Они привязали Жильбера к седлу и, ведя его коня в поводу, шагом тронулись в путь. Несчастный рыцарь был чуть живой, и Уильям, опасаясь, что он умрет, старался обращаться с ним не слишком грубо, ибо от мертвого не будет никакого проку. А когда они переправлялись через ручей, он даже плеснул холодной воды на обожженные ноги Жильбера. Тот сначала застонал от боли, но, похоже, в конце концов это несколько облегчило его страдания.
Уильяма переполняло чудесное чувство триумфа, к которому примешивалось нечто вроде досады. Он еще никогда никого не убивал и теперь жалел, что не мог убить Жильбера. Ведь подвергнуть человека пытке и не убить его — это то же самое, что раздеть девчонку и не изнасиловать ее. И чем больше он об этом думал, тем больше ему хотелось женщину.
Может быть, когда доберется до дому… нет, там времени не будет. Ему придется обо всем рассказать родителям, и они захотят, чтобы Жильбер повторил свое признание в присутствии священника, а возможно, и еще каких-нибудь свидетелей, ну а затем они обдумают план захвата графа Бартоломео, который обязательно нужно осуществить завтра, пока Бартоломео не успел собрать слишком много воинов. И кроме того, Уильям еще не придумал, как исхитриться и овладеть замком без длительной осады…
Он ехал, погруженный в невеселые размышления о том, что, по всей вероятности, пройдет немало времени, прежде чем он хотя бы увидит более или менее привлекательную женщину. И тут прямо перед ним на дороге появилось то, о чем он сейчас мечтал.
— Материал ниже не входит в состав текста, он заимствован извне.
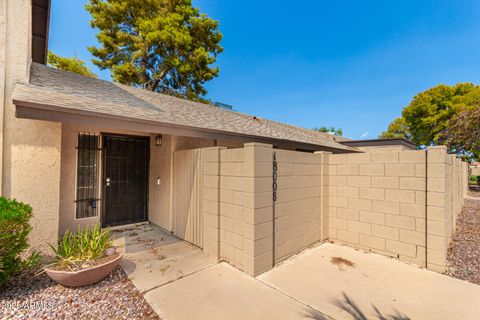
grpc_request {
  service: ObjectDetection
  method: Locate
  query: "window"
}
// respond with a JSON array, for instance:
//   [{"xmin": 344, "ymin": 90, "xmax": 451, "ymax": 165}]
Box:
[{"xmin": 75, "ymin": 133, "xmax": 99, "ymax": 219}]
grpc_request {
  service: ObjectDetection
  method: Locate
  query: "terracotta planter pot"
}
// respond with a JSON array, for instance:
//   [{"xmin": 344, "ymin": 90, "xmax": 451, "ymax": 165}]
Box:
[{"xmin": 45, "ymin": 251, "xmax": 123, "ymax": 287}]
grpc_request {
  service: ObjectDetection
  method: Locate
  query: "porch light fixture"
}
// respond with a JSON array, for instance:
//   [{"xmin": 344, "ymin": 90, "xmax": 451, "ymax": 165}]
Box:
[{"xmin": 155, "ymin": 134, "xmax": 162, "ymax": 147}]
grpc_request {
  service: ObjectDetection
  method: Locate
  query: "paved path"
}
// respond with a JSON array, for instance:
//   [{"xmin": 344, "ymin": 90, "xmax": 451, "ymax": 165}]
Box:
[
  {"xmin": 116, "ymin": 226, "xmax": 480, "ymax": 320},
  {"xmin": 258, "ymin": 243, "xmax": 480, "ymax": 320}
]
Навстречу ему брела группка из пяти человек. И среди них была темноволосая женщина лет двадцати пяти, не девушка уже, но достаточно молодая. По мере ее приближения интерес Уильяма все возрастал: она была настоящей красавицей с мысиком сходящимися на лбу волосами и глубоко сидящими глазами насыщенного золотого цвета. У нее была стройная, гибкая фигурка и гладкая, загорелая кожа.
— Задержись, — сказал Уильям Уолтеру, — и загороди рыцаря, пока я буду с ними разговаривать.
Путники остановились и озабоченно посмотрели на Уильяма. Без сомнения, они составляли семью: высокий мужчина, бывший, очевидно, мужем, юноша, уже вполне взрослый, вот только без бороды, и две малявки. Мужчина показался Уильяму знакомым.
— Где-то мы уже встречались, — сказал он.
— Я знаю тебя, — отозвался мужчина. — И твоего коня знаю — вместе с ним вы чуть не убили мою дочь.
Уильям начал припоминать, как его конь пронесся совсем рядом с девчонкой, едва не раздавив ее.
— А-а, ты строил мне дом. И когда я всех уволил, ты стал требовать расчета и чуть ли не угрожал.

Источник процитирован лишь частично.